Title: Sapuri
Genre: Office romance
Episodes: 11
Cast: Kamenashi Kazuya (KAT-TUN), Itou Misaki, Sato Koichi, Shida Mirai, Eita
Plot: Work-oriented office lady working with loveable lunatics at an advertising firm meets gorgeous young part-timer. I like to think of it as "Anego-lite".
Fuji Minami (Misaki) is a typical j-drama office lady in her late twenties - hard working, good at her job, can't keep a man to save her life and worries about getting left on the shelf. Why this is such a big deal, I have no idea. Her workplace is lovely - all open spaces and sunshine, filled with eccentric creative types, including her laidback boss, Imaoka (Sato), whose answer to everything is "enjoy". Fuji's smart, a little quirky and she's good at getting things done.
Ishida Yuya (Kame) is everything Fuji isn't. He doesn't know what he wants to do (other than surf and enjoy himself), or how he wants his future to develop, so he drifts from job to job, never settling on anything. Family connections (of a sort) with Imaoka land him a job at the same firm, where he quickly gets to grips with making drinks, doing the photocopying, running the errands…you get the picture. It's not a career, and while everyone likes the cute new part-timer, they don't expect miracles from him. Ishida doesn't expect them from himself, so why should anyone else?
A lost cell phone means Fuji meets Ishida before he even gets the job, but she certainly doesn't anticipate seeing him again, much less in her own office. She's older than him, she's got her life goals and they don't include getting involved with a freespirited toyboy…yet she can't help having less than innocent thoughts about him. (Kame has fantastic hair during this series - you'd be having impure thoughts too.) The problem is that she also has an older sister/mentor relationship with him, and this - and the attraction - is mutual.
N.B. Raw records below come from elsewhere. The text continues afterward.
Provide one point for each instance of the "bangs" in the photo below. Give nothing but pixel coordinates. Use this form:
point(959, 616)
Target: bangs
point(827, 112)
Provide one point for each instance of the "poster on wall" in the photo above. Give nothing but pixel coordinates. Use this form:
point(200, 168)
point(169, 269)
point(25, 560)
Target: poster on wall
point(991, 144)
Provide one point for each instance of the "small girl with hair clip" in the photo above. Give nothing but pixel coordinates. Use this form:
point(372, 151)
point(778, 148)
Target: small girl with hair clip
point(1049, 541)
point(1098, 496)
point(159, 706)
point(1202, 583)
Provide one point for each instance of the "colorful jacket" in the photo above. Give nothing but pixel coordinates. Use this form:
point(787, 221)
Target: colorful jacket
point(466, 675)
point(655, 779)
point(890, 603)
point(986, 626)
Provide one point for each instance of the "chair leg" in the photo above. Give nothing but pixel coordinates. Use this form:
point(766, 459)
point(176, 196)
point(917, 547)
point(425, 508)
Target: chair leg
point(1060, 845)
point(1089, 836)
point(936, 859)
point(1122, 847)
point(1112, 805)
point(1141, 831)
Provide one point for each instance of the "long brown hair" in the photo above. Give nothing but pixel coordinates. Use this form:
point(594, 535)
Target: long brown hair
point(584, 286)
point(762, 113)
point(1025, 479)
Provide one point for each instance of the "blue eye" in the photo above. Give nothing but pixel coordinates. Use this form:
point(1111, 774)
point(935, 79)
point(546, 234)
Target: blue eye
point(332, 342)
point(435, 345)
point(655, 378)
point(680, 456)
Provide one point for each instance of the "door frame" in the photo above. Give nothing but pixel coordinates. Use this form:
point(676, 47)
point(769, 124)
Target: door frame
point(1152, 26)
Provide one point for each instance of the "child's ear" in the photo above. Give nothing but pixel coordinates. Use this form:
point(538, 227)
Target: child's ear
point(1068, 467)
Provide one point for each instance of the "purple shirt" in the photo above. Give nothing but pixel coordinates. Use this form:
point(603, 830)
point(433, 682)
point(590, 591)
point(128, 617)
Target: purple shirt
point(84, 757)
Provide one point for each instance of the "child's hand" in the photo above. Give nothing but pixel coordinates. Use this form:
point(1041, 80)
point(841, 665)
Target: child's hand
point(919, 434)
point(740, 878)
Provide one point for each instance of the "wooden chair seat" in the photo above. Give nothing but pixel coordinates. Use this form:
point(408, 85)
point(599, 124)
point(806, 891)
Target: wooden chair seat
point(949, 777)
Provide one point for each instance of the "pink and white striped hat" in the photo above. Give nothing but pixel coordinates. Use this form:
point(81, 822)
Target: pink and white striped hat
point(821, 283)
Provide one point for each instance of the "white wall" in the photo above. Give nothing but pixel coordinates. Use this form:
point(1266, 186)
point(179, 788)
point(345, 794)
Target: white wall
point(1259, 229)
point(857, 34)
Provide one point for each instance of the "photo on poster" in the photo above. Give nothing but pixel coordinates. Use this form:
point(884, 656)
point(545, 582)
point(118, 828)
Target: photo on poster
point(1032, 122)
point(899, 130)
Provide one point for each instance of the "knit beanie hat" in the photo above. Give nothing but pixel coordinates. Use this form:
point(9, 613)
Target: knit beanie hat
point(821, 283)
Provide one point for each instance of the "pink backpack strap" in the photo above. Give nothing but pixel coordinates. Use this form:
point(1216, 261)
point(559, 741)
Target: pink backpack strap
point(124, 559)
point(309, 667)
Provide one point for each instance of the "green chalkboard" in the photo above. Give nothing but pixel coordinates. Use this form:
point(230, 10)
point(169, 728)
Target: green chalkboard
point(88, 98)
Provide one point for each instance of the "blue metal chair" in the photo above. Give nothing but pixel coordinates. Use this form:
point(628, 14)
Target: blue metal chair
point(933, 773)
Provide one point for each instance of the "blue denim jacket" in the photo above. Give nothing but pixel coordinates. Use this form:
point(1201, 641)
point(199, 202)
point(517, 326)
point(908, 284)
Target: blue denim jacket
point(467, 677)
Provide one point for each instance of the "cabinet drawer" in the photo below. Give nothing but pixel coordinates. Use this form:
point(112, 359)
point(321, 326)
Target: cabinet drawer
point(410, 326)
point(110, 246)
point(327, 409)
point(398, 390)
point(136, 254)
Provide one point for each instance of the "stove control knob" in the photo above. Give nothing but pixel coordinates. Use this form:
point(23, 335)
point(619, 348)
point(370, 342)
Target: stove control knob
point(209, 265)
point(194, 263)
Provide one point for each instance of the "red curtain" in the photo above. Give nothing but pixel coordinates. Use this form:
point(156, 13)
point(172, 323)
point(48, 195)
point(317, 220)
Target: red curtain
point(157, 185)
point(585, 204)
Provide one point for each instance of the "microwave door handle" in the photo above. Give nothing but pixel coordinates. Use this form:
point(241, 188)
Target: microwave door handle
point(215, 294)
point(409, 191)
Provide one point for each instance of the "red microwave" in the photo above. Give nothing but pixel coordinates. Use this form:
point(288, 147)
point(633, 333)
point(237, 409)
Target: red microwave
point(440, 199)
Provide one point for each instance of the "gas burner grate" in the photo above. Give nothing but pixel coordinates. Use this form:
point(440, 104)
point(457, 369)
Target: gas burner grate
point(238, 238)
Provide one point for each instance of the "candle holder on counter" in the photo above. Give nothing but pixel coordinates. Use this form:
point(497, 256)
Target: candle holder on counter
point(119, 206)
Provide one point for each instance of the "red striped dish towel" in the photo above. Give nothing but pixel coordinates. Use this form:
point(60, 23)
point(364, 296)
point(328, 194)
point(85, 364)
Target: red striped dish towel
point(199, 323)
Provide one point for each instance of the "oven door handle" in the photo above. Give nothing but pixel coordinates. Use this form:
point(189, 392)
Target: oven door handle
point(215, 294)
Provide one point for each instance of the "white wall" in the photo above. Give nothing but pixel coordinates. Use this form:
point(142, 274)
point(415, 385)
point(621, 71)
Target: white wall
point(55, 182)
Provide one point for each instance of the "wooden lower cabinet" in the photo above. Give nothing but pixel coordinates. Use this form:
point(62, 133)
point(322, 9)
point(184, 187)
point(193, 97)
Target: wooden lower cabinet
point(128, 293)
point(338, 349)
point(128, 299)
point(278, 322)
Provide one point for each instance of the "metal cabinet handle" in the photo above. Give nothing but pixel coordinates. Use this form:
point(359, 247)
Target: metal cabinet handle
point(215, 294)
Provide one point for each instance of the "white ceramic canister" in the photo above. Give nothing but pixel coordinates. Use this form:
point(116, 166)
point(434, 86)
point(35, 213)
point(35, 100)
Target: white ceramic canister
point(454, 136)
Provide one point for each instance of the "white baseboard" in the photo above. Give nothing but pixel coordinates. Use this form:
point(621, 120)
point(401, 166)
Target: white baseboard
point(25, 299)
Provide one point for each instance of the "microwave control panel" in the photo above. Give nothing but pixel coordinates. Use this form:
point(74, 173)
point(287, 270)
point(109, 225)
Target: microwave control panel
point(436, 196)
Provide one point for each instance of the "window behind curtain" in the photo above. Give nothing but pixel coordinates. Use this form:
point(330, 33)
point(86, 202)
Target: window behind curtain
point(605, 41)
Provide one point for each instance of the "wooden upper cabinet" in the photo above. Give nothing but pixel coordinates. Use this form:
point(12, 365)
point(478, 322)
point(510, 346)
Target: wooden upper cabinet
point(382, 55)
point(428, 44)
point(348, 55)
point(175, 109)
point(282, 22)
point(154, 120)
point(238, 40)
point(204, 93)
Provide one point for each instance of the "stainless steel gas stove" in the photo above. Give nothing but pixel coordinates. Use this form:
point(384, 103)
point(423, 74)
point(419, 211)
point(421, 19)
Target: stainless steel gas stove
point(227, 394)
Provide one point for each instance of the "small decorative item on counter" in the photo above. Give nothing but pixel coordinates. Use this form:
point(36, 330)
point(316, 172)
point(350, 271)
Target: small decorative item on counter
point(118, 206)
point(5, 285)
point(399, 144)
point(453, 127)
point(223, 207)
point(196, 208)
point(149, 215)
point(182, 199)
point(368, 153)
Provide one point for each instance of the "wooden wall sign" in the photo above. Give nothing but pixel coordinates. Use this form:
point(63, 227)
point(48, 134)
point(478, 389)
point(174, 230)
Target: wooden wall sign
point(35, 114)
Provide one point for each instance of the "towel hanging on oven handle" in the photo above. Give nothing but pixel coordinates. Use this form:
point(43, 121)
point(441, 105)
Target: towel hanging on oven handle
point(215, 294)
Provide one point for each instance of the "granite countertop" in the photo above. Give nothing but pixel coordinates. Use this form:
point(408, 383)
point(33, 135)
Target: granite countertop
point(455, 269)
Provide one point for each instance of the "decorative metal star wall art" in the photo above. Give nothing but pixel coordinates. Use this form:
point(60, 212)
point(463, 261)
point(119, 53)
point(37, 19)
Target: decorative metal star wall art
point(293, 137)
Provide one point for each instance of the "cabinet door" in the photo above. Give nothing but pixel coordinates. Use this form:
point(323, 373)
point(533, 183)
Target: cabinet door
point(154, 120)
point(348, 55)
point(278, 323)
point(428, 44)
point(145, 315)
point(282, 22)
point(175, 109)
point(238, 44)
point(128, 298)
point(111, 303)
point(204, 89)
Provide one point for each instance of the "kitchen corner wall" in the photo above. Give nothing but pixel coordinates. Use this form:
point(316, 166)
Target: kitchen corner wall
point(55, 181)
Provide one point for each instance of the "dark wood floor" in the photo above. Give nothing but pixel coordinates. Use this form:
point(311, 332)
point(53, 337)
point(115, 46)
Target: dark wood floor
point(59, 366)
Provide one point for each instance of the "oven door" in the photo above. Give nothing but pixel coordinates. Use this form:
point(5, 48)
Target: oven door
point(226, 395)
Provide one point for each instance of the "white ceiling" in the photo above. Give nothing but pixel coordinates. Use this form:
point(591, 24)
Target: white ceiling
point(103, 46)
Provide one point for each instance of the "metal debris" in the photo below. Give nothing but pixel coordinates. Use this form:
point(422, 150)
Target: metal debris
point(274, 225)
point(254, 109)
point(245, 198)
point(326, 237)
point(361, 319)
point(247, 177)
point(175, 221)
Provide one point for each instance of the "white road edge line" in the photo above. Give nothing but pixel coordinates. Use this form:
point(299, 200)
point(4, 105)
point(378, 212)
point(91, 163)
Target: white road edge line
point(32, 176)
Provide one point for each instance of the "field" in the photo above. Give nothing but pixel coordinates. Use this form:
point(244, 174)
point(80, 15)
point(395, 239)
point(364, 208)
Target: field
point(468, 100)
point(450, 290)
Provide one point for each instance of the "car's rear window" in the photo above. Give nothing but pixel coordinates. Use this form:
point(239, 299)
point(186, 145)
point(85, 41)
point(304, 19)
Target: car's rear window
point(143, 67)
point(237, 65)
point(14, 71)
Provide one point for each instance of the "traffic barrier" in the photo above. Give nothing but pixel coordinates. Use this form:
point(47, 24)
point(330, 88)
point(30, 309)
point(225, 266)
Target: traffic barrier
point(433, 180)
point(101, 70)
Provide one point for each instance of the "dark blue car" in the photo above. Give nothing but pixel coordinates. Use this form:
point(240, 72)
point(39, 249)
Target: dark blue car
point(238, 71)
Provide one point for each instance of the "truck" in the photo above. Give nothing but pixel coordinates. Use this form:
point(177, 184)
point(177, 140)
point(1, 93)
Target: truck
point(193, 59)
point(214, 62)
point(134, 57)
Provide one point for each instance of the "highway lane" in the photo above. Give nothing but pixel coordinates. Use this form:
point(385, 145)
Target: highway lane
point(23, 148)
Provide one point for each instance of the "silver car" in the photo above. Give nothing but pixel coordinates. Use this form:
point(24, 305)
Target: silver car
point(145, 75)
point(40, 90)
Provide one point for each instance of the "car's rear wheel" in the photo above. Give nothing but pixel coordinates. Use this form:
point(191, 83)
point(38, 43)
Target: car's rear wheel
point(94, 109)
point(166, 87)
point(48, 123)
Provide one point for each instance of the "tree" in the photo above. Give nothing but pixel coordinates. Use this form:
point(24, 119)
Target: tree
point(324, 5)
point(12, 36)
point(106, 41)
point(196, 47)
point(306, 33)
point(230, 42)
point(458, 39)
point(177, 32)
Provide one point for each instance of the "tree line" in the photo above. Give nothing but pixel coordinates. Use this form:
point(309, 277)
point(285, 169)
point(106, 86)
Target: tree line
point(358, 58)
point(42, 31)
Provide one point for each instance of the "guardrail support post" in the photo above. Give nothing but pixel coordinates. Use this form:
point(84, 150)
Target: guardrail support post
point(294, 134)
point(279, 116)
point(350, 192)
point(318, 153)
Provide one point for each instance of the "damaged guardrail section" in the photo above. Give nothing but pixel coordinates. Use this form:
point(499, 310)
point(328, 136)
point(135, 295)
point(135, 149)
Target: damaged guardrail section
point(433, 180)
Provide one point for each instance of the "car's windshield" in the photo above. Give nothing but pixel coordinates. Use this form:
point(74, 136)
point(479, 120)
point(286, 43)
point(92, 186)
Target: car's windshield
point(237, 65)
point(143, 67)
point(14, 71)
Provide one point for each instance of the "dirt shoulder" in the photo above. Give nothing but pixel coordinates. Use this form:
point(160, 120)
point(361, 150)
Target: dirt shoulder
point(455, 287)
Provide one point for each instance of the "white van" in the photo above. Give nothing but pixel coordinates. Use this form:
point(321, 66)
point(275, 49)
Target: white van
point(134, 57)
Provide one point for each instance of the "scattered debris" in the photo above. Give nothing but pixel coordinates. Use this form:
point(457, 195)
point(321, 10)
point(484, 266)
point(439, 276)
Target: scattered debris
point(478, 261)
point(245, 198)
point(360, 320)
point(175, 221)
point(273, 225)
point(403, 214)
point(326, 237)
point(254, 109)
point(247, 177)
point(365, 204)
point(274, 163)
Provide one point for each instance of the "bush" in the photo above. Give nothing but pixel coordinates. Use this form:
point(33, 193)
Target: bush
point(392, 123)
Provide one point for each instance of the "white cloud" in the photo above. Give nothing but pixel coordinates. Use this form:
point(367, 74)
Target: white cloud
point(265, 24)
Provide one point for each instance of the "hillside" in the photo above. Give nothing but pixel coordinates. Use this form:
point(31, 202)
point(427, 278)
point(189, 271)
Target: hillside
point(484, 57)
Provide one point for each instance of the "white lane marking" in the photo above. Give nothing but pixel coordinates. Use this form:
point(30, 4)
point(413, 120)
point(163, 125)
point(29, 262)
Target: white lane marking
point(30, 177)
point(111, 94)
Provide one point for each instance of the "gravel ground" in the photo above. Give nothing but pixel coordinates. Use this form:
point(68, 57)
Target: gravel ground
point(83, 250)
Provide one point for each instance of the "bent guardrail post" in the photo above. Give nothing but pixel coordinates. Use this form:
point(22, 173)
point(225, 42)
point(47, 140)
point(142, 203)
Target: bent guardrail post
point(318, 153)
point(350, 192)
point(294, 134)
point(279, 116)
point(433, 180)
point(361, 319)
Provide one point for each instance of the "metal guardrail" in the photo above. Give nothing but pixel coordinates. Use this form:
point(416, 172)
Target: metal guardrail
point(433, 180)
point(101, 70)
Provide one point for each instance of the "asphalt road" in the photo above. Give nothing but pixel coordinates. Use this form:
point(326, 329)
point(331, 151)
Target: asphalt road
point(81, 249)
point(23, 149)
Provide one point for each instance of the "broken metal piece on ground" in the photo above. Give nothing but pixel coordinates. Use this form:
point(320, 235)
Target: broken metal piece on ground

The longer Ishida stays with the company, the more seriously he takes his work, especially when he's encouraged to develop his own ideas and contribute to the team effort. Fuji's his biggest supporter and his best guide to the world of advertising.
Naturally, they work pretty closely together. But there's a spanner in the works by the name of Ogiwara (Eita). I find him sleazy and unattractive, and therefore am quite happy when his life is difficult. He's got problems of his own, principally his affair with a married woman (who works in the same company), but he likes Fuji too. It's not so much a love triangle as a love pentagram as Ishida has an admirer also, this one closer to him in age. Relationship difficulties abound, involving alcohol, petty jealousies, curry and a great deal of overtime.
The most interesting relationship in the series is actually the little family unit that springs up between Imaoka, his estranged daughter Natsuki (Mirai) who suddenly comes to live with him, and Ishida, who is already living with him. Neither father nor daughter are happy with the situation, but having Ishida in the middle helps enormously; the cutest scenes, I think, are when they're together. Ishida manages to make himself into a responsible, caring big brother even though responsibility is usually to be avoided like the plague.
Because if you have responsibilities, you can't run away. You can't pack up and go if you decide you've had enough. Or can you?
'Sapuri' is nice, lightweight fluff with likeable characters (mostly), relatively nice music (KAT-TUN provide the OP, 'You'), and enough cute moments to balance out some of the more pointless angst and drama. Ishida's personal development is enjoyable to watch, and he's actually quite romantic in some ways. But even for Kame, I wouldn't watch this a second time.